Breakout Session
In this presentation, I will introduce disaggregated state, a novel architecture we propose in Flink 2.0. It leverages Distributed File Systems (DFS) as the primary storage solution to address critical challenges faced by Flink in the cloud-native era, including:
● Limited local disk capabilities in containerized environments.
● Inefficient resource utilization due to compaction in the existing state model.
● Scalability bottlenecks encountered with large state sizes
● Time-consuming and cumbersome checkpointing processes.
However, simply extending the state store to read/write from remote DFS is insufficient due to the existing blocking execution model in Flink. PoC results show that directly reading/writing to DFS can be 95% slower than local disks.
Presentation Highlights:
● Overcoming the Blocking Execution Model: Explore solutions for asynchronous execution model and APIs to facilitate non-blocking execution. Addressing challenges like preserving processing order for identical keys, checkpointing synchronization, and handling disordered watermarks and timers.

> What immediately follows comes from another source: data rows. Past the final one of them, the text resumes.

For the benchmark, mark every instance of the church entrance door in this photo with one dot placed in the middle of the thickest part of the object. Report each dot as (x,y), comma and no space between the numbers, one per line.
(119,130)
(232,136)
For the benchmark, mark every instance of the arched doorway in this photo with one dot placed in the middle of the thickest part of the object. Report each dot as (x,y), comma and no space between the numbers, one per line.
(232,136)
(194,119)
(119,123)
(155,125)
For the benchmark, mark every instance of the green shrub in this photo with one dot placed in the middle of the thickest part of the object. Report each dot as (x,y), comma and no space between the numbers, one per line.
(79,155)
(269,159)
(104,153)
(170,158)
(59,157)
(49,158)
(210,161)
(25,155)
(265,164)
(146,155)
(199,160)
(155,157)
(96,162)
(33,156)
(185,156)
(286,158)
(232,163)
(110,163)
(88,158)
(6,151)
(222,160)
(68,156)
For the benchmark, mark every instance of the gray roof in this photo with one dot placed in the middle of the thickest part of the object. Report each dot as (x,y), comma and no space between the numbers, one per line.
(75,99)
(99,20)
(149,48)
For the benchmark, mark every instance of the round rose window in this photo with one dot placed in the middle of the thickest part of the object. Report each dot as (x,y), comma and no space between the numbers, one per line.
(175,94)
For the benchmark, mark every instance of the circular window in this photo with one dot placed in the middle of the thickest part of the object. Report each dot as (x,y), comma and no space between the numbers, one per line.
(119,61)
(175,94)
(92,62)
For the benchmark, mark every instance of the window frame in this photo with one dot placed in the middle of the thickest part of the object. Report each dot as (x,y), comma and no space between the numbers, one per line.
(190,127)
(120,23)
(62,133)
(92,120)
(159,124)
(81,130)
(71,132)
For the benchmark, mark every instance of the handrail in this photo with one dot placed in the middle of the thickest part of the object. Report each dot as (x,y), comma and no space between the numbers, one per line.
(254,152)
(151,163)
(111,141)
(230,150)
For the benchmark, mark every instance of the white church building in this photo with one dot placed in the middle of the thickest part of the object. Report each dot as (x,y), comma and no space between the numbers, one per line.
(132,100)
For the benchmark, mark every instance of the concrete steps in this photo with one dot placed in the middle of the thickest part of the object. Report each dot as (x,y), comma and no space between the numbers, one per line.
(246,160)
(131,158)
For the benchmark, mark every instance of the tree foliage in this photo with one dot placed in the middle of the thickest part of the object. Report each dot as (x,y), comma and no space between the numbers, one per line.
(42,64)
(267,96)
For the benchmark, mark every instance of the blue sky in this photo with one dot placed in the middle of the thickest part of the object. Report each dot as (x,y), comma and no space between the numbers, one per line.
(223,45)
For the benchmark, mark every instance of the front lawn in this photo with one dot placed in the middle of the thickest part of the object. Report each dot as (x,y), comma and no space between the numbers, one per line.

● Grouping Remote State Access: Enable efficient retrieval of remote state data in batches, minimizing the impact of round-trip times associated with RPC calls.
● Efficient Fault Tolerance and Fast Rescaling: integrate the checkpointing mechanisms with the disaggregated state store for efficient fault tolerance and fast rescaling.
● Flink 2.0 Release: The first beta version of disaggregated state is integrated with asynchronous SQL operators.
Overall, this presentation aims to provide a comprehensive overview of disaggregated state storage we propose in Flink 2.0, empowering Flink to continue as a leading stateful stream processing engine in the cloud-native landscape. Please refer to FLIPs (FLIP-423 to FLIP-428) we've published for further details.